How to tune dense layer for ARM CPU with AutoTVM?

tigertang · February 25, 2023, 10:41am

I would like to deploy transformer models to ARM CPU with AutoTVM. As we all know, transformer models consist of dense and matmul layers. If the sequence length is small, then dense layers will cost much latency. But I found that the dense layers are not optimized for ARM CPU with AutoTVM. The performance will be hurt a lot if dense layers are not optimized. Is there a workaround (except using AutoScheduler)?

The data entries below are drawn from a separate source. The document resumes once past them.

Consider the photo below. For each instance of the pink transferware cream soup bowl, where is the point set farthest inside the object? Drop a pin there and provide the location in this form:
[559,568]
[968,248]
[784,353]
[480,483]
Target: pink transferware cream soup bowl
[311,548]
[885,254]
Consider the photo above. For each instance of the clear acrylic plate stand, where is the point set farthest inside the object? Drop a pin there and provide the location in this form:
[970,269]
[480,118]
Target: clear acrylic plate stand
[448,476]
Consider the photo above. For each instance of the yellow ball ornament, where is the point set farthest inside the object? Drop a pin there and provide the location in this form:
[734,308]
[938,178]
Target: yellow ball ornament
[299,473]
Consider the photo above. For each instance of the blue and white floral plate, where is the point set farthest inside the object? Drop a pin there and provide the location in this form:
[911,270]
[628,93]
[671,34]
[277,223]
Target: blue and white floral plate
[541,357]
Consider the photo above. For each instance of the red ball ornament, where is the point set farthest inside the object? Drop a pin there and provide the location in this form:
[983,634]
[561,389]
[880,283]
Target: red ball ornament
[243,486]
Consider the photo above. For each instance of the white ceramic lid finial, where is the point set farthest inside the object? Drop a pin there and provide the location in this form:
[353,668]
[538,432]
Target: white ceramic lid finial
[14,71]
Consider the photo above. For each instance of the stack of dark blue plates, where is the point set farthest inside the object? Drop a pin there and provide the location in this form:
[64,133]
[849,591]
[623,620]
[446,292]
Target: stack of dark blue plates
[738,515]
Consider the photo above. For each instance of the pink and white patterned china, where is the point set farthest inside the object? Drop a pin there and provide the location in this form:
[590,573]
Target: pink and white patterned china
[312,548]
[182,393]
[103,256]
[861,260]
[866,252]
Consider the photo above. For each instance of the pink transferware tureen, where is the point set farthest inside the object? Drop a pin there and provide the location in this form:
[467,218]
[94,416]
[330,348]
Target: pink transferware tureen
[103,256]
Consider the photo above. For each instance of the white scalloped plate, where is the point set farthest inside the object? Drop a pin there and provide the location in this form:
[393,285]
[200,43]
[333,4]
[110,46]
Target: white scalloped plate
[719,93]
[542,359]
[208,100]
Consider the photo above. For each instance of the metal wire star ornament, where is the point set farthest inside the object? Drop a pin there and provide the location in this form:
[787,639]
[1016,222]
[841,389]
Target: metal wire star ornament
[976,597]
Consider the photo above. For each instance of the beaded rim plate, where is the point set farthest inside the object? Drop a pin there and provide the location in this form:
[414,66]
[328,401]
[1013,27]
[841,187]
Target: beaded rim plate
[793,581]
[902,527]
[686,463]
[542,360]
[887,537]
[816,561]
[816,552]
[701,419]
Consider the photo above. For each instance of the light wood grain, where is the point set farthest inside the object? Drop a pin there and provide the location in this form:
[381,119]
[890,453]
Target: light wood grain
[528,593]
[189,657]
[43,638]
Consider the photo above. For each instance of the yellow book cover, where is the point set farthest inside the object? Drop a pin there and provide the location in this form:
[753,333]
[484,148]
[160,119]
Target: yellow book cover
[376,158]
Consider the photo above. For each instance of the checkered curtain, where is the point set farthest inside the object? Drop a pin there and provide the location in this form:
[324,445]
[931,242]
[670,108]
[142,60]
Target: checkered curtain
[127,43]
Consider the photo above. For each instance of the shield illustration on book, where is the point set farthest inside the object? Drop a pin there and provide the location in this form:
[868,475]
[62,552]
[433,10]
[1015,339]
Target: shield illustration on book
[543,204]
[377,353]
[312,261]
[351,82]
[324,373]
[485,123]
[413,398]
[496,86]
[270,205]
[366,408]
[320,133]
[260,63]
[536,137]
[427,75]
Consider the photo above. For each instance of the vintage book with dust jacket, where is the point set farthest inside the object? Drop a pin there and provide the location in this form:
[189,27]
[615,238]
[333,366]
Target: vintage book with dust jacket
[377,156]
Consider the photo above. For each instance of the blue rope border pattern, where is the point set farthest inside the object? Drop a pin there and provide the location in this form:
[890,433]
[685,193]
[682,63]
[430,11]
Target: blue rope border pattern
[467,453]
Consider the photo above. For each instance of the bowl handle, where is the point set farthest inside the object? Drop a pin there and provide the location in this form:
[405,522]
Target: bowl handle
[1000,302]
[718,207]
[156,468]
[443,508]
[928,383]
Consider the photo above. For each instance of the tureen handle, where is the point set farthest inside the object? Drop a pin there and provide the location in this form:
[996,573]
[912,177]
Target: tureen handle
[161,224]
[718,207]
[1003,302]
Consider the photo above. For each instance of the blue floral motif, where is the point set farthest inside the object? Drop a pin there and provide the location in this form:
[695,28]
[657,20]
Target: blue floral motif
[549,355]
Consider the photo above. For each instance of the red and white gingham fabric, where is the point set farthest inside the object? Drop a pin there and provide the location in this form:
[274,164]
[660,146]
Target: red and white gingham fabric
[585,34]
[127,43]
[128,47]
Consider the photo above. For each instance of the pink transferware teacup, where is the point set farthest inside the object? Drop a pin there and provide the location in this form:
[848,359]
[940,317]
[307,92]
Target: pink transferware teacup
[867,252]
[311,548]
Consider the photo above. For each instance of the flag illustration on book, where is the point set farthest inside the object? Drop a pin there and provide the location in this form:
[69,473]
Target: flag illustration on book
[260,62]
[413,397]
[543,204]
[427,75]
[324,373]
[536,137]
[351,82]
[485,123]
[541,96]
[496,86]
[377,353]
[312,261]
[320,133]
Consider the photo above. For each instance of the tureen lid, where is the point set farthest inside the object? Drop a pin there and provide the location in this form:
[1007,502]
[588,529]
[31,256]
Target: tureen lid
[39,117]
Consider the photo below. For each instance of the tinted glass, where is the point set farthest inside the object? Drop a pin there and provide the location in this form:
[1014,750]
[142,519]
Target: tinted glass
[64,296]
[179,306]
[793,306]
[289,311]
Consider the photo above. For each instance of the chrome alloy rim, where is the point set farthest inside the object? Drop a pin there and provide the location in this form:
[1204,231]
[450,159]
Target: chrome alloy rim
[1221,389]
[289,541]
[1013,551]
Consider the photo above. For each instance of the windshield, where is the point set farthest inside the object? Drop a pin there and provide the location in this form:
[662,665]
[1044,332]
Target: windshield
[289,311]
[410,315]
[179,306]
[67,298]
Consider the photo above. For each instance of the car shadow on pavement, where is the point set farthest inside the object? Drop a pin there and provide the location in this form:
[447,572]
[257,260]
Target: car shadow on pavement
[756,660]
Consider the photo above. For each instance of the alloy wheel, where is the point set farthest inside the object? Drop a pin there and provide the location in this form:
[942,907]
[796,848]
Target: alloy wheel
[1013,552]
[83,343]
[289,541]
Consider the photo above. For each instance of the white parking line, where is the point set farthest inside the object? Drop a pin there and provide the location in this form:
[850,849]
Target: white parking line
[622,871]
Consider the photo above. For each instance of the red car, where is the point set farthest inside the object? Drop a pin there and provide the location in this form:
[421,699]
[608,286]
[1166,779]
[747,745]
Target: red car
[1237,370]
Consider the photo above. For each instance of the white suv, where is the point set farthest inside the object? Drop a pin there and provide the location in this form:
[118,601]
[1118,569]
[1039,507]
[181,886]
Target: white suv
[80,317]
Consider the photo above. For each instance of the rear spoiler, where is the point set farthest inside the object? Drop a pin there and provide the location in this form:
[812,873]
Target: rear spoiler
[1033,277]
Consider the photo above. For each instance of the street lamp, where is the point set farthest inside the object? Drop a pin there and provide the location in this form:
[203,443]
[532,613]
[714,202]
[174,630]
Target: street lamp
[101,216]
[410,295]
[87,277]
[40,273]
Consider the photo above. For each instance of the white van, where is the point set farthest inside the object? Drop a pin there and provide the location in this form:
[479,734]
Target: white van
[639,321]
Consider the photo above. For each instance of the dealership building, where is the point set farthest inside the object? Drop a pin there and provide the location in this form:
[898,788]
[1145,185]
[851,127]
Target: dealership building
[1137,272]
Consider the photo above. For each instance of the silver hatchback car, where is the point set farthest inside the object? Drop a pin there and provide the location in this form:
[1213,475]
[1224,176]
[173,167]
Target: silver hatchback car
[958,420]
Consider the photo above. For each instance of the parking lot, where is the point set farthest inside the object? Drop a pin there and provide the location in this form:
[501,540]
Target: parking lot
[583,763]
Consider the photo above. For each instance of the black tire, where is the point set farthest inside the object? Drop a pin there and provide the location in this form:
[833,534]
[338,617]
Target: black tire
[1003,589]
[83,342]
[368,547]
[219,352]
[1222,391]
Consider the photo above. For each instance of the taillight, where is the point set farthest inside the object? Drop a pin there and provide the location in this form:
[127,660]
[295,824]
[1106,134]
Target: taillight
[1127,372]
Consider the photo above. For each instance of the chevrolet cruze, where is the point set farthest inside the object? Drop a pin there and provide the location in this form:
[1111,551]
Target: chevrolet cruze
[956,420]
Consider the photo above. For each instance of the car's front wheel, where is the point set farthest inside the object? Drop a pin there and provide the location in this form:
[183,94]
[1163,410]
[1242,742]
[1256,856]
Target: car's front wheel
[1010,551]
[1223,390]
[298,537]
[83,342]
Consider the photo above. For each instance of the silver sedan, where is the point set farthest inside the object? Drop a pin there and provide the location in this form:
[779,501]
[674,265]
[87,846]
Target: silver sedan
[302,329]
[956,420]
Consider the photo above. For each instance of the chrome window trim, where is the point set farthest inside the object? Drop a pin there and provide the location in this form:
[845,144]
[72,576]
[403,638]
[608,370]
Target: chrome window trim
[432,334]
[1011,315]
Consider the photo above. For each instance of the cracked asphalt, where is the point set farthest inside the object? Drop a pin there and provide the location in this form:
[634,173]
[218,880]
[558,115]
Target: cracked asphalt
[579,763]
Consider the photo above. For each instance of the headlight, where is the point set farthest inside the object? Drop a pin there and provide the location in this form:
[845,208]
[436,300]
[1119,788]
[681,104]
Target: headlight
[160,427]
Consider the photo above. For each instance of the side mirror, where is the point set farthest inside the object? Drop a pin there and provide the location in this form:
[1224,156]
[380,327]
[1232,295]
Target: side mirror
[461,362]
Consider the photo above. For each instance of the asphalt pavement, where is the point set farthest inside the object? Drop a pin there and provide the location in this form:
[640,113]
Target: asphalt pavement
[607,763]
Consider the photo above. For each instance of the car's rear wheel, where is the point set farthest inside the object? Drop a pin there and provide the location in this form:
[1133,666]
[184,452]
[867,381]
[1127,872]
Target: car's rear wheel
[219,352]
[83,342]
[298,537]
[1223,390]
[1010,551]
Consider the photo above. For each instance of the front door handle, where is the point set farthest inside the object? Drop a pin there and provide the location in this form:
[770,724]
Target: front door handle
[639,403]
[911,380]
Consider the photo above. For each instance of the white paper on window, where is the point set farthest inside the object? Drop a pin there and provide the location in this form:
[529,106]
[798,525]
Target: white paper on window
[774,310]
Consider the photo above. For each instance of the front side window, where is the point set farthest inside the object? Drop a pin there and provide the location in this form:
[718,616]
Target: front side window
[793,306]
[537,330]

You may be confused about why I am not using AutoScheduler. That’s because I add some custom operators in transformer. And my custom operator is ONLY implemented with AutoTVM schedules.

github.com

apache/tvm/blob/main/python/tvm/topi/arm_cpu/dense.py#L24


# KIND, either express or implied.  See the License for the
# specific language governing permissions and limitations
# under the License.
# pylint: disable=invalid-name, unused-variable, no-else-return, unused-argument, import-outside-toplevel
"""Dense schedule for ARM CPU"""


from tvm import autotvm
from .mprofile.dsp.dense import dense_dsp_schedule, dense_dsp_compute




@autotvm.register_topi_compute("dense_dsp.arm_cpu")
def dense_dsp(cfg, data, weight, bias, out_dtype):
    """Compute conv2d_nhwc with v7e-m DSP instructions."""
    return dense_dsp_compute(cfg, data, weight, bias=bias, out_dtype=out_dtype)




@autotvm.register_topi_schedule("dense_dsp.arm_cpu")
def schedule_dense_dsp(cfg, outs):
    """Create schedule for dense_dsp"""
    return dense_dsp_schedule(cfg, outs)

tigertang · February 25, 2023, 10:44am

Also, I am thinking if it is possible to use AutoScheduler and AutoTVM at the same time. For example, I use AutoTVM to tune some operators but I use AutoScheduler to tune those operators without an implementation.

tigertang · February 26, 2023, 5:01am

I found that the meta schedule satisfies my need to mix auto-scheduler and auto tvm. But there’s no tutorial for it.